Please implement scaled_dot_product_attention and you’ll see how mask is used.

I can see that in scaled_dot_product_attention the mask is:

  1. treated to replace ones with zeros and zeros with -1.0e9, using (1. - mask) * -1.0e9
  2. added to scaled_attention_logits with shape seq_len_q x seq_len_k

Also, when I run your example through ‘create_padding_mask’ I get:
tf.Tensor(
[[[1. 1. 0. 0. 0.]]

[[1. 1. 1. 0. 0.]]], shape=(2, 1, 5), dtype=float32)
Instead of the 2x5x5 you show above.

And when I run this by ‘x + (1 - create_padding_mask(x)) * -1.0e9’ I get:
tf.Tensor(
[[[ 1.2e+01 1.3e+01 -1.0e+09 -1.0e+09 -1.0e+09]
[ 1.1e+01 1.2e+01 -1.0e+09 -1.0e+09 -1.0e+09]]

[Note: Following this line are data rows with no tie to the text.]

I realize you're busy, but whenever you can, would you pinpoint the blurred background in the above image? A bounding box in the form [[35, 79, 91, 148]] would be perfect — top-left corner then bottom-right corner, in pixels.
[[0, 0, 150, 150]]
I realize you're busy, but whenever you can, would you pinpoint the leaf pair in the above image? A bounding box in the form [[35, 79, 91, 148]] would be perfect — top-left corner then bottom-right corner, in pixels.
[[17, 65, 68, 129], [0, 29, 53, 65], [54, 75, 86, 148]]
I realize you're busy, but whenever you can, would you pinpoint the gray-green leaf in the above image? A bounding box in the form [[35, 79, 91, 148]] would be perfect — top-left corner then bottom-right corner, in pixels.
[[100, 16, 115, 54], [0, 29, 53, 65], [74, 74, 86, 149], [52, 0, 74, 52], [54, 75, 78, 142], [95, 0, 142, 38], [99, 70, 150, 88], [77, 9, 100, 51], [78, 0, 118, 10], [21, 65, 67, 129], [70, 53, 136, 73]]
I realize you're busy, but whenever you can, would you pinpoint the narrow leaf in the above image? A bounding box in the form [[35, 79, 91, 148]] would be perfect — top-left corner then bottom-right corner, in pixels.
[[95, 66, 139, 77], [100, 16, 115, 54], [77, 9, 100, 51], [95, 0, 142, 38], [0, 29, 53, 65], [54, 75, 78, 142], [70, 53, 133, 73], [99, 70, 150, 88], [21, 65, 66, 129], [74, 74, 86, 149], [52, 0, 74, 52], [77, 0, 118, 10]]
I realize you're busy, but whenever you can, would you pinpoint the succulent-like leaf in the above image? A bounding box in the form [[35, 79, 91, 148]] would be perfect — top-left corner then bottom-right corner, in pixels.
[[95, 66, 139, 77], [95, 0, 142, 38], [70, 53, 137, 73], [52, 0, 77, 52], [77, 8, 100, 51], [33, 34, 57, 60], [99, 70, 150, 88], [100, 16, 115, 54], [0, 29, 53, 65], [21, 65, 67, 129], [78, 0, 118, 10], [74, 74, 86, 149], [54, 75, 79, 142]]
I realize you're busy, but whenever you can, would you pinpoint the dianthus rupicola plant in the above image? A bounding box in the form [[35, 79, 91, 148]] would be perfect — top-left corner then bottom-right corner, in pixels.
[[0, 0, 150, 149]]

[[ 1.2e+01 1.3e+01 0.0e+00 -1.0e+09 -1.0e+09]
[ 1.1e+01 1.2e+01 1.0e+00 -1.0e+09 -1.0e+09]]], shape=(2, 2, 5), dtype=float32)

But I still don’t get why are we adding an additional dimension and how works the addition of two tensors of (2,1,5) and (2, 5) shapes.

The example provided is regarding the suggested behavior and not the current notebook behavior.

As far as adding dissimilar shapes is concerned, please see this link on broadcasting.